I have to say one of the biggest cliches in Belgium about the Netherlands is that you can’t get a decent meal in Holland. And that is just not true, especially in the bigger cities, you have excellent cuisine. But I really miss the lunch culture in Belgium and Brussels, and in journalistic circles. It is very important at 12.30 to go out to lunch and to stay out for two hours… lunch is part of work. When you meet politicians in Belgium it is work, with a bottle of wine on the table. It is very strange to sit here behind my desk eating my salad or broodje gezond. I still hate karnemelk but when we do go out for lunch and there are no croquettes on the menu, I am the first to say that is what I want. And drop (liquorice)… the secretaries always have big bowl on their desk and when a new one joins the team, I always explain that bowl has to be kept filled up.
How Dutch have you become?
In Flanders I had a reputation for being straight forward, a little bit hard, always saying what I thought – so I apparently already had all those aspects of the Dutch identity. But of course I am extremely Flemish as is my accent.
Which three Dutch people (dead or alive) would you most like to meet?
Rembrandt van Rijn – I am so obsessed by what he did in the 17th century. But then, perhaps I should pick Van Gogh. I was a correspondent in Paris for five years and I often took people to visit his grave in Auvers. It was always very emotional.
Johan Huizinga: He’s an early 20th century historian but was very influential when I was studying and I thought he was a great writer.
Mata Hari, the spy: She was very sensual and very beautiful and she had such an interesting life. She was spying for everybody and going to bed with too many men. Of course, this all took place in the First World War which is much more important to the Belgians than the Dutch, but a subject I am very interested in.
What’s your top tourist tip?
I have to say since the Rijksmuseum has been renovated I always send visitors there. And it might be cliched but I would also say a boat tour. More people in Amsterdam should do it, even if you live here. You see the city from another perspective. I also go to the Adam Tower on the IJ because I love the view.

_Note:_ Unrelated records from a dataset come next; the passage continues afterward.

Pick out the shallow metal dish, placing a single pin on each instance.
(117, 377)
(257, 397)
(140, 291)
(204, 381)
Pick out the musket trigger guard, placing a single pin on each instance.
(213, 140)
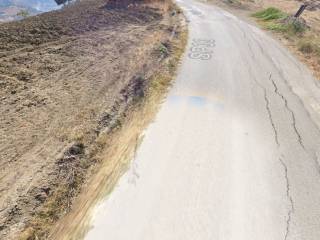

Tell us something surprising you’ve found out about the Netherlands
The one thing I find very emotional and surprising is the one minute’s silence on May 4 to remember the World War II. I knew there was a ceremony on the Dam but not that it was marked everywhere else. This year I was making a reservation in a restaurant and they asked me if I realised that it was May 4 and that there would be a minute’s silence. And indeed, just before eight the music was turned down and everyone went quiet. I think it is beautiful and emotional. And it is interesting that the Dutch are sometimes more emotional than they claim they are. They always say they are so sober and down to earth. But they also have these really wonderful traditions which I love.
If you had just 24 hours left in the Netherlands, what would you do?
I would go to my favourite restaurant Kaagman & Kortekaas for the last time – it is excellent, one of the best in the world. I think I would take my bike and cycle from here maybe to Hoorn. I have one of these typical Dutch bikes with a crate… I’d go north past Edam and Volendam and follow the sea. It’s so Dutch. But I would cycle first and eat later, of course.
Peter Vandermeersch’s book ‘Ik Zou Zo Graag Van Jullie Houden’ was published in September.